A shopper holds a shopping basket with groceries
US annual consumer price growth slowed to 7.7% in October © David Paul Morris/Bloomberg

US stocks had their biggest weekly rise in months and the dollar declined after cooler than expected inflation data released on Thursday fuelled speculation that the Federal Reserve would slow the pace of interest rate tightening later this year.

Wall Street’s benchmark S&P 500 added 5.9 per cent over the week, the largest increase since June. It gained 0.9 per cent on Friday, following its best day in two-and-a-half years on Thursday, when it jumped 5.5 per cent. The tech-heavy Nasdaq Composite rose by the most since March, increasing 8.1 per cent for the week, driven by a 7.4 per cent rise on Thursday and a 1.9 per cent gain on Friday.
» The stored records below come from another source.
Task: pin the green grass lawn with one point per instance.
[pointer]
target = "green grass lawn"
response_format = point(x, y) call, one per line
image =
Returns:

The dollar index is up 10.8 per cent this year but slipped on Friday as investors dialled back expectations for further aggressive interest rate rises in the US. The dollar fell 1.7 per cent on the day against a basket of six peers, extending a decline since a peak in late September.

“The dollar peak might be past us, but a dollar downtrend may not be there yet,” said Francesco Pesole, FX strategist at ING. Fears of a global recession next year could yet see investors return to what is widely regarded as a safe haven asset in times of economic uncertainty, Pesole continued.

The moves came after data on Thursday that showed the annual rise in the US consumer price index came in at 7.7 per cent in October, the smallest 12-month increase since January and down from an annual rate of 8.2 per cent in September.

Markets are now betting there is a roughly 70 per cent chance the Fed will raise its benchmark interest rate by 0.5 percentage points when it meets in December, breaking a run of four consecutive 0.75 percentage point rises.

Line chart of S&P 500  showing US stocks soar as inflation cools

But analysts cautioned that some investors may be getting ahead of themselves.

“It is still far too early to declare the inflation threat over,” said Mark Haefele, chief investment officer at UBS Global Wealth Management, who thinks the Fed will raise borrowing costs by a further percentage point before it pauses its “rate-hiking cycle”.

Emmanuel Cau, head of European equity strategy at Barclays, warned that core CPI numbers remain “way too high” for central banks to consider easing financial conditions. “Lower inflation is a step in the right direction but the pace of disinflation is yet to be seen,” Cau said.

US government bond markets, which are closed on Friday for Veterans Day, had rallied strongly immediately after Thursday’s CPI release. The yield on two-year US Treasuries fell 0.29 percentage points to 4.33 per cent, its largest daily drop in more than a decade. The yield on the benchmark 10-year Treasury note dropped 0.33 percentage points to 3.81 per cent, down from a peak of 4.25 per cent in October. Yields fall as prices rise.

In Europe, the regional Stoxx 600 was mostly flat as the European Commission predicted a sharp contraction in German output in the months ahead. London’s FTSE 100 fell 0.8 per cent, erasing earlier gains, after UK gross domestic product fell 0.6 per cent between August and September — a larger drop than the 0.4 per cent forecast by economists.

Meanwhile, Asian equities ticked higher, following indices in the US. Hong Kong’s Hang Seng index shot up 7.7 per cent, South Korea’s Kospi increased 3.4 per cent and China’s CSI 300 rose 2.8 per cent.